Chapter 6 – Confessions

<< Chapter 5 – Evasions

Gin Bottle Blues

By Catherine Heath

January 2015

Chapter 6 – Confessions

I curl up in the front seat of the car as we drive along the motorway, windows rolled all the way down. Charlie’s aviators reflect the bright midday sun and his hair billows back in the wind. He drives with his right arm resting on the window, the left draped casually over the steering wheel.

Even behind the sunglasses, I can tell he keeps glancing nervously at me. I feel like my insides have been scooped out and dumped on the road in front of me, and we keep driving over them, over and over as the wheels turn at seventy miles an hour. It’s a good feeling.

“You’re still barefoot?” he comments, after a while.

“There didn’t seem to be any point in just wearing one.”

At this point, Charlie has to answer his phone – it’s Racine. He holds it illegally between shoulder and ear, head cocked to the side while staring straight at the road.

I can’t help but suppress a small smile when her voice immediately begins to squawk.

“Thom nearly drowned, and you punched him?” I hear her say, between the roar of the wind and the chatter of my thoughts. She really does know everything. “You’re the worst brother ever!”

Charlie fobs her off, laughing, and we grin at each other when he hangs up.

“Thanks, Charlie,” I find myself saying. “You’re a good brother, really.”

“Am I better than Racine?”

“A better brother, yeah.”

“So do you want to go to Australia?” he says. “I admit that was kind of why I brought you here. I think it would be fun.”

I find this hard to digest. “That’s an amazing offer,” I say slowly. “I’d have to think about it.”

“Sure. I understand.”

“I will decide soon, I promise. I just don’t want to run away from anything.”

The trees flash past us, sentinel to the understanding that has grown between us. Charlie turns the radio on.

Clouds stream in ribbons across the sun, creating stripy shadows across both of us. I feel like I know what we’re hovering on the edge of.

“Are you going to speak to him?” Charlie says.

I don’t answer straight away - mainly because I have the sensation of a fist clenching my throat. It’s hard to breathe.

I lower my shoulders and straighten my posture, forcing myself to inhale deeply, using one of the techniques I taught myself to stop the panic attacks.

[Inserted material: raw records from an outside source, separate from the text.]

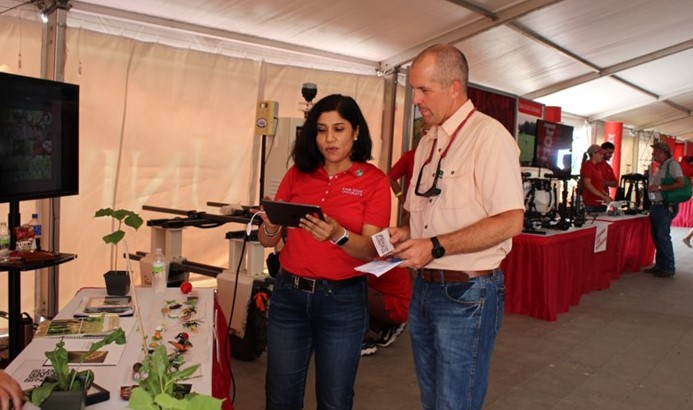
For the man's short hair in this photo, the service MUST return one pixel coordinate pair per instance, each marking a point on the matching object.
(608, 145)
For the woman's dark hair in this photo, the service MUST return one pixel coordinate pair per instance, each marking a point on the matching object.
(306, 154)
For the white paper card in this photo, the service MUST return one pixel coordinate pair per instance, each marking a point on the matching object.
(382, 243)
(600, 237)
(379, 267)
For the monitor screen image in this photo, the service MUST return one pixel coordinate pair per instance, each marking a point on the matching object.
(39, 138)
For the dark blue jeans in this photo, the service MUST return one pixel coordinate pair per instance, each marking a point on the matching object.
(661, 216)
(453, 327)
(330, 324)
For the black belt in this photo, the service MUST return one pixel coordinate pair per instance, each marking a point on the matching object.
(316, 285)
(450, 276)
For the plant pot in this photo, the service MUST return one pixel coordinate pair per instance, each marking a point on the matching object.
(65, 400)
(117, 282)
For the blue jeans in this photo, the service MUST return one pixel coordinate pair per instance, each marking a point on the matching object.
(330, 324)
(661, 216)
(453, 327)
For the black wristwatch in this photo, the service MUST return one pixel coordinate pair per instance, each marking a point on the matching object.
(342, 240)
(438, 251)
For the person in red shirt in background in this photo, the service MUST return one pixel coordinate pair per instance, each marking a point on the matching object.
(388, 306)
(610, 180)
(592, 180)
(687, 169)
(11, 393)
(404, 167)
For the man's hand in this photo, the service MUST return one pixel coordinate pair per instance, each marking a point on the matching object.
(415, 253)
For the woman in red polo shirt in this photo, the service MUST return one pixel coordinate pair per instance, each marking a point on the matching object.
(318, 304)
(592, 180)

“No,” I respond instinctively, without finishing the thought in my head. Charlie frowns.

“I think you should confess.”

Despite my reservations, and a deep-seated horror of the potential consequences, I know he’s right. It’s inevitable.

*

I feel like I’m walking to the gallows as I trudge up the steps of our building, trying to sidestep shards of broken glass and cigarette butts. I’ve declined Charlie’s offer to come in with me.

My key is turning loudly in the door, scraping past the interior metal grooves, and it swings open heavily. A bright square of light is all I can see as the bleak midday sun is blazing in the flat.

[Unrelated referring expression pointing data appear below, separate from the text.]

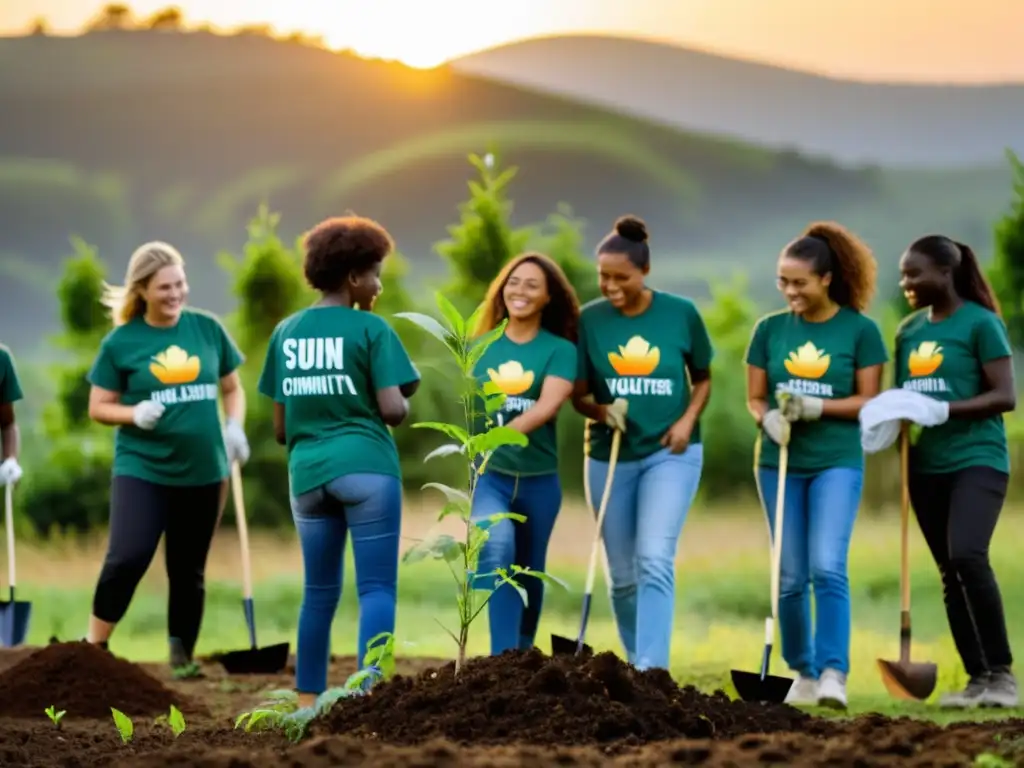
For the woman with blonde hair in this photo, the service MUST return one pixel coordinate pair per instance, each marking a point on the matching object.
(157, 379)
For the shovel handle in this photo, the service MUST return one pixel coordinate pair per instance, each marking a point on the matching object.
(240, 520)
(8, 498)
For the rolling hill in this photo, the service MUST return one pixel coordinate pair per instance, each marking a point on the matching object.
(907, 125)
(121, 137)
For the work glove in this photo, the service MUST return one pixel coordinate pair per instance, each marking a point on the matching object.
(10, 472)
(776, 426)
(236, 442)
(146, 414)
(614, 415)
(802, 408)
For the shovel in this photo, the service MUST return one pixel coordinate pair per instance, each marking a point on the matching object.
(253, 660)
(563, 646)
(906, 679)
(753, 686)
(13, 614)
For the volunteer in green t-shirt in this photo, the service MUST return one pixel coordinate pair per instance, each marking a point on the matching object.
(829, 356)
(534, 365)
(338, 377)
(157, 378)
(637, 348)
(955, 349)
(10, 392)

“Hello?” Harry says suspiciously.

“Hi.”

“Mate, where have you been?” Harry exclaims loudly, when he sees me. Oh, yeah – I didn’t tell him I was leaving. “I thought you might be dead! And...” He looks down. “Why aren’t you wearing any shoes?

Wishes?

“Don’t hate me,” I say, feeling sick.

“Why would I hate you?” he asks, without missing a beat. “You’re my best friend, man… Are- are you okay?”

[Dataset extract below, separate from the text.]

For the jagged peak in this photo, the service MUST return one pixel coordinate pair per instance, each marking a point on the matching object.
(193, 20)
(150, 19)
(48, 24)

“I have to tell you something.” He doesn’t speak. “I...” I know I’m probably scaring him.

“Go on…” he urges.

I inhale a rattling breath with difficulty. Harry’s staring straight at me, looking the most serious I’ve ever seen him. I notice with surprise that his face is completely unbruised now, and he’s back to his old handsome self.

I have to force the words out, as it’s going against my every screaming nerve. This has gone on for too long.

“I hate myself for this, I really do, but- I’m- I’m in love with Lucy.” The last four words burst out in a rush and there’s a huge pause.

Harry sucks in a sharp breath and flicks his lighter against the rolled-up cigarette hanging between his lips. His face clouds for a moment.

“I know.”

“You do? Fucking Racine!” I shout before I can stop myself, flinging an arm out to steady myself as I stumble into the wall. I knock against a painting and it careers wildly but doesn’t fall.

“No- no-“ he protests. “-no, no one told me. Like I said, you’re my best friend. I could just tell. That’s why I broke up with her.” It seems almost like he was ready for this conversation.

What?”

“I couldn’t stand to watch what it was doing to you. It was hurting you. And we were never going to get married, anyway.”

There’s a ringing in my ears.

My delayed response comes out wry. “So... you broke up with her for me.”

“In essence, yes.”

There’s a silence while I try and fail to think of something to say.

Harry breaks it.

“Are we still friends, then?”

To my shame, I feel my eyes grow moist again. I’m sure I’ve spent this whole weekend crying like a girl.

I think for a moment, before a warm glow settles over me, like smoke.